The pathogenesis of corneal ulcer and perforation associated with lacrimal canaliculitis remains unclear. Bacteria causing lacrimal canaliculitis may infect the cornea and directly cause corneal ulceration and perforation. Previous reports have shown that 20–35% of patients with bacterial keratitis had lacrimal duct obstruction and that dacryocystitis was highly predictive of a corneal ulcer.21,22 In two cases of corneal ulcer associated with lacrimal canaliculitis, the same organism was isolated from the cultures of corneal scraping and canalicular discharge.17,23 In another study of 35 patients with keratitis and nasolacrimal duct obstruction, the same organism was cultured from corneal scraping and mucopurulent material in the lacrimal sac.24 In our case series, cultures of corneal scrapings at the perforation sites yielded no microorganisms, although most cultures of canalicular discharge were positive for bacteria or fungi. Furthermore, slit-lamp examination of seven eyes showed mild stromal infiltration and mild anterior chamber inflammation without hypopyon, despite the presence of corneal perforation, which was clearly different from typical corneal perforation caused by bacterial keratitis. Yokogawa et al13 speculated that allergies against toxins produced by some bacteria may be involved in the mechanism underlying corneal perforation associated with canaliculitis. Ishikawa et al14 hypothesized that corneal melting is due to enzymes released by bacteria. It is possible that there are two types of corneal perforation caused by lacrimal canaliculitis. First, bacteria from lacrimal canaliculitis infect the cornea, directly causing corneal ulceration in the presence of immunosuppression induced by corticosteroid eye drops, and finally leading to corneal perforation. Second, enzymes and toxins from bacteria in the canaliculi cause corneal melting, as observed in our cases.

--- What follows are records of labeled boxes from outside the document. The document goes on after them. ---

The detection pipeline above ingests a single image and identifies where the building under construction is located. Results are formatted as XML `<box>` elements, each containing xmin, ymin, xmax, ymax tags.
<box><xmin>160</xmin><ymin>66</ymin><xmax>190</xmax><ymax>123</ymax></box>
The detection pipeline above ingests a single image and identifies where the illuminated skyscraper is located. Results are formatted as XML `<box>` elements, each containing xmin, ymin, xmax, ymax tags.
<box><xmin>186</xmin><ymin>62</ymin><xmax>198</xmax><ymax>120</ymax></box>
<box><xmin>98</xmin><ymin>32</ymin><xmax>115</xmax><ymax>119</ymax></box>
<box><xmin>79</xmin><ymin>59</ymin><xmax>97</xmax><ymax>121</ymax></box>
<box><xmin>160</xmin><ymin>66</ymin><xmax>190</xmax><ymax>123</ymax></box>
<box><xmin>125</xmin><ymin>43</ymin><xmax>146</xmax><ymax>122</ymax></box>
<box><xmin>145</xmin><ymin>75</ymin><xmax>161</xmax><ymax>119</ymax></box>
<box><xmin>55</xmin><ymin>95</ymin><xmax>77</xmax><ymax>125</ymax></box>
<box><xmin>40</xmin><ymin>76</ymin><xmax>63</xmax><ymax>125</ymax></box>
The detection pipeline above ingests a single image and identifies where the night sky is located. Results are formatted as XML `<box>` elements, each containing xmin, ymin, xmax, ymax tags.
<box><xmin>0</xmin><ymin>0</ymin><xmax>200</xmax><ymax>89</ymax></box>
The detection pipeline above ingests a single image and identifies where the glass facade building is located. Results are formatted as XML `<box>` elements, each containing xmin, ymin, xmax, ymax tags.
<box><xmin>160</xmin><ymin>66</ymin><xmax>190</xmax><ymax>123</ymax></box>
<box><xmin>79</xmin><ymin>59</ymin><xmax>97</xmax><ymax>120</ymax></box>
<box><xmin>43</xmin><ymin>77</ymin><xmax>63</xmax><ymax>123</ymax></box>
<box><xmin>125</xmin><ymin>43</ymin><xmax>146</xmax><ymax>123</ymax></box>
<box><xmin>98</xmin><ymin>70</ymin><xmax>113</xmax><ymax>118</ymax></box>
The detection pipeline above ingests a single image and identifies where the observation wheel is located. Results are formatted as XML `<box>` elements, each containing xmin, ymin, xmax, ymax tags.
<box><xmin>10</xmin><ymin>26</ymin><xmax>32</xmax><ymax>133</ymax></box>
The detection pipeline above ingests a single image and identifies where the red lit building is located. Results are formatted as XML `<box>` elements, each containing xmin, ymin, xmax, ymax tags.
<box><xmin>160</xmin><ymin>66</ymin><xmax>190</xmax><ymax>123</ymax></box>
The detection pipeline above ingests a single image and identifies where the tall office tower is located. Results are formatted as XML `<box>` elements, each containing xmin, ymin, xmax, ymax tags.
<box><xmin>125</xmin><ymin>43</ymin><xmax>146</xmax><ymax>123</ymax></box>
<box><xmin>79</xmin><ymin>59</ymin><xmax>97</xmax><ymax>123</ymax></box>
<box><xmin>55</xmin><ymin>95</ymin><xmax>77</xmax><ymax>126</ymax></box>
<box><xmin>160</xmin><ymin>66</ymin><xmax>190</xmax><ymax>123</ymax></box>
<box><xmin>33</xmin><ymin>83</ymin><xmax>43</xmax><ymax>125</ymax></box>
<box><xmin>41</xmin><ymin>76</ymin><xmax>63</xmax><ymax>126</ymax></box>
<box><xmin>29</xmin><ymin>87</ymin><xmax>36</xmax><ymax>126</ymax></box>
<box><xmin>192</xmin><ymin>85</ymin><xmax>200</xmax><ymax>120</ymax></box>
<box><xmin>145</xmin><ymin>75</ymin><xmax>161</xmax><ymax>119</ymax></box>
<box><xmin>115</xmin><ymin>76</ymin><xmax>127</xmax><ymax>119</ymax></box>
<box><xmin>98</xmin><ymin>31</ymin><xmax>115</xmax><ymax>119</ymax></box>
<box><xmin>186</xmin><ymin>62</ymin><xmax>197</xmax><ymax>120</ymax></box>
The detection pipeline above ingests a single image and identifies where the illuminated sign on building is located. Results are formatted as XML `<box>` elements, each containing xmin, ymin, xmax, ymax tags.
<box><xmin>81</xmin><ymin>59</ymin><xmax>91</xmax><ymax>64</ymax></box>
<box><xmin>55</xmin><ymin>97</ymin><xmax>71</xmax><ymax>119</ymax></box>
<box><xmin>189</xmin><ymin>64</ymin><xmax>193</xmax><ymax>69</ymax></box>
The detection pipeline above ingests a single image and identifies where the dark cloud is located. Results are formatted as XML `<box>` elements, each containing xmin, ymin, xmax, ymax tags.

In the present cases, bacteria infecting the lacrimal duct caused corneal perforation, even though the patients were treated with antibiotics. Corneal ulcer associated with lacrimal canaliculitis may be a rare cause of corneal perforation, but our cases and previous reports suggest that lacrimal duct examination should be conducted in patients with antibiotic-resistant corneal ulcer.

A limitation of the present study was the retrospective design with a small number of cases. The present findings need to be verified by a prospective study with a larger sample size.

In conclusion, we reported a case series of corneal perforations associated with lacrimal canaliculitis. These patients were elderly female, and half of them had systemic immune disorders. Corneal perforations occur in any part of the cornea. Lacrimal duct disease should be suspected when corneal ulcers or perforations do not respond to antibiotic treatment. Additional treatments for lacrimal canaliculitis, including lacrimal drainage, are required in these patients.

Disclosure

The authors report no conflicts of interest in this work.